When the shaking stopped, the traveling party resumed the trek to Namche. From there, they still planned to hike farther into the mountains to viewpoints of Everest and the base camp.
“We thought maybe some of the trails might be damaged and it might cause some things to cost more, but there was no discussion of going back,” Anderson said.
The first major aftershock came while they were still on the trail, taking a break on a rock bench carved into the mountainside.
“When it started shaking again, my first thought was, ‘Aidan, quit shaking the bench,'” Kelly said. “Then I realized it was part of an entire mountain.”
The first reports Anderson and Kelly heard after arriving in Namche were that 30,000 people had been killed in the initial quake (the death toll after a week of search and rescue efforts was just over 7,000).
“There was very little information being turned into very big rumours,” Kelly said of coverage in Nepal. “The worst part was the panic of the locals. Every little shake, they came running out of their homes.”
Eventually, something of a shadow tent city— not for visiting climbers, but for local residents — sprung up in Namche, outside of the largely brick homes in which the local population lives. Back in the dining room of Anderson’s Campbell River home this week, he and Kelly shared photos of some of those structures with collapsed walls.
The guest house the pair had booked suffered no such damage. Once they realized the earthquake’s import, they sprung the $5 per day for online access, in order to keep their families and friends apprised of their status through social media.
With Everest climbers returning prematurely to Namche, resources became strained. At one point, the men’s guest house was down to rice and porridge before it was resupplied by porters returning over the trail from Lukla.

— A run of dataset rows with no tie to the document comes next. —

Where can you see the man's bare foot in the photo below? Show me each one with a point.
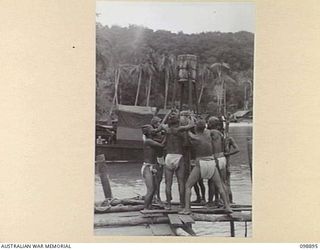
(203, 201)
(185, 211)
(218, 203)
(198, 200)
(228, 210)
(210, 204)
(167, 206)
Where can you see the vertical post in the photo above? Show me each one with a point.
(249, 146)
(190, 90)
(232, 228)
(195, 97)
(245, 229)
(101, 164)
(181, 94)
(224, 99)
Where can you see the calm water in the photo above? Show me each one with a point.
(126, 182)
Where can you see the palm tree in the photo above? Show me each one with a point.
(204, 77)
(137, 69)
(150, 70)
(167, 66)
(221, 70)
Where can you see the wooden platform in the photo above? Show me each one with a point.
(161, 222)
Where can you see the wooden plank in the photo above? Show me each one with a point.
(123, 231)
(161, 230)
(222, 218)
(111, 209)
(203, 210)
(186, 218)
(152, 211)
(134, 221)
(152, 215)
(175, 220)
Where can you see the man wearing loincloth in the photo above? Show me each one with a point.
(174, 160)
(215, 126)
(150, 167)
(230, 148)
(158, 136)
(205, 165)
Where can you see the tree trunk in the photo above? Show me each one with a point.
(166, 88)
(138, 89)
(149, 90)
(201, 92)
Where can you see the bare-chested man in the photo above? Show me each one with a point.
(150, 167)
(230, 148)
(174, 160)
(205, 165)
(158, 136)
(218, 152)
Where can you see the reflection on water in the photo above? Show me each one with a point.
(126, 182)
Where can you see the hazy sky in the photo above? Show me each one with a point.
(179, 16)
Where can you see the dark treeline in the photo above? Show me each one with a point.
(142, 62)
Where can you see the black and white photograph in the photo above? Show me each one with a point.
(174, 118)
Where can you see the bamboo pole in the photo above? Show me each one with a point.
(116, 209)
(138, 88)
(130, 221)
(134, 221)
(149, 90)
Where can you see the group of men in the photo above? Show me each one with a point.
(193, 150)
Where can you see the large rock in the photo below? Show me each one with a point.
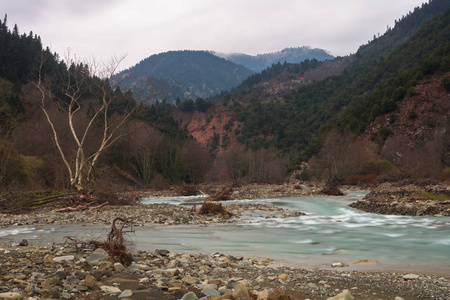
(51, 282)
(63, 258)
(279, 295)
(190, 280)
(10, 296)
(189, 296)
(126, 294)
(91, 282)
(345, 295)
(98, 255)
(410, 277)
(241, 292)
(111, 290)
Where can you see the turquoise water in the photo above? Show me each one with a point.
(330, 232)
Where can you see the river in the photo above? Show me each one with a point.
(330, 232)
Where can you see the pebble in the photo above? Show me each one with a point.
(110, 290)
(410, 277)
(126, 294)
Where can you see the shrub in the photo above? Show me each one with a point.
(445, 83)
(213, 208)
(361, 179)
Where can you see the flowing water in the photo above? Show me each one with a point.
(330, 232)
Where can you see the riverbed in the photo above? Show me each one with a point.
(330, 232)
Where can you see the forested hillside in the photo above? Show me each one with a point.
(293, 121)
(138, 144)
(187, 74)
(260, 62)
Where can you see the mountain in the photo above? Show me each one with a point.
(259, 62)
(187, 74)
(288, 106)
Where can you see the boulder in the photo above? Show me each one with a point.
(126, 294)
(279, 295)
(10, 296)
(241, 292)
(410, 277)
(345, 295)
(98, 255)
(189, 296)
(111, 290)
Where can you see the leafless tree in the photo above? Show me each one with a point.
(86, 96)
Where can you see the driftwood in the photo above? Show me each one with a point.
(114, 244)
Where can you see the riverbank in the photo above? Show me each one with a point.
(140, 214)
(407, 199)
(60, 272)
(250, 191)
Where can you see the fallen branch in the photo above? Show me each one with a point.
(114, 244)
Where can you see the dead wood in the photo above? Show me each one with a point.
(114, 244)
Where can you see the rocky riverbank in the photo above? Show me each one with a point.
(165, 214)
(412, 200)
(61, 272)
(250, 191)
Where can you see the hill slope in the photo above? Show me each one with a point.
(293, 121)
(188, 74)
(259, 62)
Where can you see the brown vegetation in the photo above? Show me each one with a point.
(209, 207)
(114, 244)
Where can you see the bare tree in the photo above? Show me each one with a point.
(85, 93)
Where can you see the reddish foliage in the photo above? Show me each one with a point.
(213, 208)
(361, 179)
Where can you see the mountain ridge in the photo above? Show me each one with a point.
(259, 62)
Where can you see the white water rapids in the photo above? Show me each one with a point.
(330, 232)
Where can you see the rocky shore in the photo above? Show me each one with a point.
(412, 200)
(139, 215)
(61, 272)
(250, 191)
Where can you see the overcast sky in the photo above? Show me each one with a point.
(139, 28)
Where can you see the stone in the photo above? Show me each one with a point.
(162, 252)
(410, 277)
(345, 295)
(111, 290)
(210, 292)
(23, 243)
(63, 258)
(337, 265)
(50, 282)
(283, 276)
(312, 286)
(215, 281)
(279, 295)
(10, 296)
(241, 293)
(119, 267)
(98, 255)
(365, 261)
(222, 290)
(126, 294)
(263, 294)
(190, 280)
(207, 286)
(189, 296)
(91, 282)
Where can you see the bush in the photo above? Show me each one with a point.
(213, 208)
(188, 190)
(361, 179)
(445, 83)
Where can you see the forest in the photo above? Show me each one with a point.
(375, 115)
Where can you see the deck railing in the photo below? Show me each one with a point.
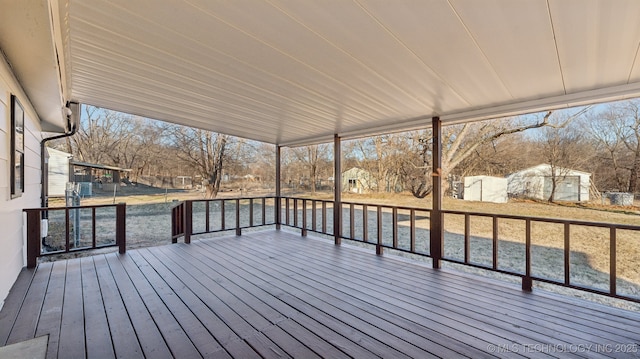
(203, 216)
(406, 229)
(74, 226)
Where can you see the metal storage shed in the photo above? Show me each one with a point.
(536, 182)
(485, 189)
(57, 172)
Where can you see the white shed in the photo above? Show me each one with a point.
(357, 180)
(537, 182)
(58, 172)
(485, 189)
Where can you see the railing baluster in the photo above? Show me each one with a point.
(93, 227)
(250, 212)
(286, 207)
(206, 213)
(394, 224)
(121, 227)
(527, 283)
(365, 223)
(495, 242)
(304, 217)
(467, 238)
(379, 245)
(238, 229)
(412, 235)
(188, 221)
(612, 261)
(314, 220)
(222, 215)
(567, 253)
(66, 230)
(352, 228)
(324, 217)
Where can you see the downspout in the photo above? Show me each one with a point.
(72, 111)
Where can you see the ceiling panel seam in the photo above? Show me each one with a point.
(477, 45)
(412, 52)
(555, 43)
(634, 63)
(318, 71)
(360, 62)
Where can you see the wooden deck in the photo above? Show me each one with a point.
(275, 294)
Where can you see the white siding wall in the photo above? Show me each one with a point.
(58, 175)
(11, 218)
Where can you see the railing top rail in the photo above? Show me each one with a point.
(408, 208)
(548, 220)
(230, 198)
(71, 207)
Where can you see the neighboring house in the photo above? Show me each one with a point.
(537, 182)
(485, 189)
(57, 172)
(357, 180)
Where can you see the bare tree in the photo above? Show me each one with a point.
(459, 142)
(204, 151)
(315, 159)
(564, 149)
(615, 131)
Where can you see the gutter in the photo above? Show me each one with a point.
(72, 112)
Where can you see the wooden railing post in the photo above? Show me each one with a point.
(238, 229)
(303, 232)
(337, 191)
(188, 221)
(121, 227)
(277, 210)
(33, 237)
(436, 231)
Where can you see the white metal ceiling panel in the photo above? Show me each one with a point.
(597, 41)
(295, 72)
(521, 25)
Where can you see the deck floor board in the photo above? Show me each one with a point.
(275, 294)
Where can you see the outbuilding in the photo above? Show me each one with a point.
(537, 183)
(57, 171)
(485, 189)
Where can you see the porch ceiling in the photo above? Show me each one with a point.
(295, 72)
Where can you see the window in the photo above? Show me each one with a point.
(17, 148)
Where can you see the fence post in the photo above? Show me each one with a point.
(304, 218)
(121, 227)
(33, 237)
(238, 229)
(436, 232)
(188, 221)
(278, 198)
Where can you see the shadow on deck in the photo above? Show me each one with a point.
(276, 294)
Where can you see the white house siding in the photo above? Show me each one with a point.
(12, 257)
(530, 183)
(58, 175)
(485, 189)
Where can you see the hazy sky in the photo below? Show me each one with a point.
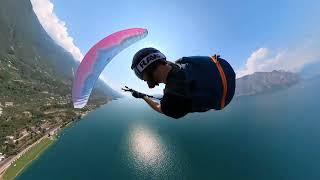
(251, 35)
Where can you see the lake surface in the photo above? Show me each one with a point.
(270, 136)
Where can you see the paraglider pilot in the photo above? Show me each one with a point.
(192, 84)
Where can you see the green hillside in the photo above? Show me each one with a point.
(35, 79)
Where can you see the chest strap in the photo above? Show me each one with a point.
(223, 80)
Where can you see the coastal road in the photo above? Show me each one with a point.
(7, 162)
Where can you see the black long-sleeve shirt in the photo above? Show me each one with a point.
(174, 102)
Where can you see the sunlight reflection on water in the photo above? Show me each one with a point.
(148, 153)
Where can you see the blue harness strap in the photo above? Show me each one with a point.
(209, 82)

That but the pair’s status went downhill when Anderson was left virtually bedridden for nearly two days by an illness he believes may have been caused by food poisoning. In the first day or two after the quake, officials had recommended foreign visitors should hunker down if they were in a safe area.
By the time visitors were told to make their way to the capitol city of Kathmandu for flights out of Nepal, Anderson was no longer able to make the seven-hour hike.
“I think if I hadn’t gotten sick we still would have gone up (for the view of Everest),” Anderson said.
They never made that trip. After their Norwegian companions departed on the return hike to Lukla midway through the week, Anderson began to recover just as Kelly came down with a nasty bug that left him short of breath and coughing up phlegm.
After learning 18 climbers had died when a major avalanche swept through Mt. Everest’s base camp, the pair lost their appetite for continuing the hike. That, combined with their health issues and the concern of families at home, prompted them to start the hike last Friday back to Lukla, where Henley had booked them a flight on a small, twin-engine plane on to Kathmandu.
Though Kelly struggled at times with his respiration — he was still hoarse and had a nasty cough while telling the story this week in Campbell River — the two made it safely with little trouble, other than a short detour around a damaged portion of trail and getting lost for about 40 minutes.
Their first look at Kathmandu was revealing, even though they saw little of the massive damage that occurred in the poorer, outlying areas of the city.
“We were downtown, which wasn’t hit as bad,” said Anderson.
“I think the biggest difference from when we arrived was there wasn’t anything open and there were a lot fewer people around,” said Kelly. “It was totally packed when we got in.”
The two were flown on to China, on hurriedly acquired visas, and snatched three or four hours of sleep before flying on to Vancouver and the reunion with their families.
It had been a long, grueling week, but the men said they never felt they were in any real danger.
With a nod to his mother, Kelly said, “I think they were more worried than we were.”